Le dernier caractère, qui s’approche de nos anciennes corporations, concerne les entreprises nipponnes, qui, dans la pratique, restent des sociétés féodales assez indépendantes où les liens restent traditionnels. Ici, l’entreprise-corporation est dirigée vers les hommes, et admet inconsciemment la transcendance, l’au-delà, l’œuvre derrière le travail – en témoignent les sanctuaires d’usine, les autels pour les morts illustres de l’entreprise, etc. C’est une grande famille, où il ne saurait être question d’exclure certains, puisque le lien familial ne peut se rompre. Les forts restent humbles, et usent de leur force pour aider le faible. Ainsi, un excellent élève progressera en entreprises bien plus lentement que son alter-ego américain et français, mais le laisser-pour compte américain ou l’assisté français est ici un travailleur comme un autre, qui a sa place, et qui peut ainsi vivre sa vie sans mépris, sans être coincé dans un mauvais lien, ou pire, se retrouver sans lien, mais pouvant cultiver le bon lien, en réalisant des œuvres tout aussi estimables que d’autres, bien que leur nature soit parfois différentes peut-être, et rarement quantitavisable. Le résultat de ce caractère traditionnel donne une société plus harmonieuse, où le lien de la famille corporative permet de renforcer et soutenir les autres liens – de famille, de la terre, du pays, de la nation, etc.

Outre-Atlantique, un amas informe sans ossature, en Europe, une carcasse pourrissante sans Roi, à l’Extrême Est un corps à la constitution, certes affaibli, mais encore solide, avec une belle figure de Roi qui relie au divin, tire vers la bonne direction et permet au corps de se défendre contre les exhalaisons méphitiques révolutionnaires.

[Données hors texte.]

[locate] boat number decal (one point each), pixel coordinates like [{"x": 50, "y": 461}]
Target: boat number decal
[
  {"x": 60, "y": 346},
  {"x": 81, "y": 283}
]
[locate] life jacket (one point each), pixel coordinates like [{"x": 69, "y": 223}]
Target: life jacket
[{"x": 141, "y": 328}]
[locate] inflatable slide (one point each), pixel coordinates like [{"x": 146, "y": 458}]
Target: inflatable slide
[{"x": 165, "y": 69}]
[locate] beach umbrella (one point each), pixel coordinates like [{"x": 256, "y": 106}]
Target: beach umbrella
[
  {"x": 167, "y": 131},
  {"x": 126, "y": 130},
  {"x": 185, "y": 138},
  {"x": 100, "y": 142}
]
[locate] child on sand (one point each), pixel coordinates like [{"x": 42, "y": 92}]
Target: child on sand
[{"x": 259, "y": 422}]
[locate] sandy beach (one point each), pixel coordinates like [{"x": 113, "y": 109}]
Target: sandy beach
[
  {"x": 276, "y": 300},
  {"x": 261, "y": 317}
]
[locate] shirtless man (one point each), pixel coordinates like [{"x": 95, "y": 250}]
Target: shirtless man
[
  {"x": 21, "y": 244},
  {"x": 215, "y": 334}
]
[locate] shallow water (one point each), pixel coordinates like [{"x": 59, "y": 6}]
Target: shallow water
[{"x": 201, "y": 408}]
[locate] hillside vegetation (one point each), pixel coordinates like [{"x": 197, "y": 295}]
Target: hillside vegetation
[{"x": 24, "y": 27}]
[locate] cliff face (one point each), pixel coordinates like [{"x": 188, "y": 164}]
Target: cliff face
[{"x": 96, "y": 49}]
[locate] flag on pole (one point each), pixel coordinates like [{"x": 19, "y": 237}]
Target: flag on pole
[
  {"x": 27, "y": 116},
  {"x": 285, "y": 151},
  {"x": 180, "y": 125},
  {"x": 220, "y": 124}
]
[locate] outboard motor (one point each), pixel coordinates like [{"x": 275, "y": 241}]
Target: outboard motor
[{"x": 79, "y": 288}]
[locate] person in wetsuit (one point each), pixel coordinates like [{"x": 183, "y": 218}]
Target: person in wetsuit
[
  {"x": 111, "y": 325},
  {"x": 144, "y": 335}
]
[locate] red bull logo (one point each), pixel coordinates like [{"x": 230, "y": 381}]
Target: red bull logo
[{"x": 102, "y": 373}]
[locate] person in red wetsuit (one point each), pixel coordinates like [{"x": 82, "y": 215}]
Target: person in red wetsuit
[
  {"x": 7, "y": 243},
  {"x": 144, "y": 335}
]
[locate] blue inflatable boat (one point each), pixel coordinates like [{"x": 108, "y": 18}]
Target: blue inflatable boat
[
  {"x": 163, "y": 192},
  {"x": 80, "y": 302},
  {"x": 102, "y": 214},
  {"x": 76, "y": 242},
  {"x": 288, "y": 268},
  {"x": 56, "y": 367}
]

Heureusement, cette carcasse penaude possède encore sa tête et ne demande que sa restauration par le sacre qui le reliera à son corps. De plus, nous tous, partie de ce corps, pouvons-nous relier à la tête, et ouvrir des foyers de sainteté dans le corps pour préparer une fusion nouvelle harmonieuse. La constitution d’un pays comme un corps est une métaphore intéressante mais a ceci d’insuffisant qu’elle oublie que chaque personne est entière et peut en elle-même se relier au Roi et à Dieu sans attendre le reste des entiers.

Que la multitude d’entiers composant notre France prenne conscience et se tourne vers sa tête, et demande son Sacre pour enfin réunir en volonté ce qui n’aurait jamais dû être éloigné – mais qui ne fut non séparé au fond puisque le Roi pense à la France, des Français pensent au Roi et le Roi en France ne meurt jamais – et nous relier ainsi au Ciel. De carcasse purulente, de République révolutionnaire, oui, notre beau pays peut se restaurer en belle figure divine et belle, la France royale, pléonasme fondateur.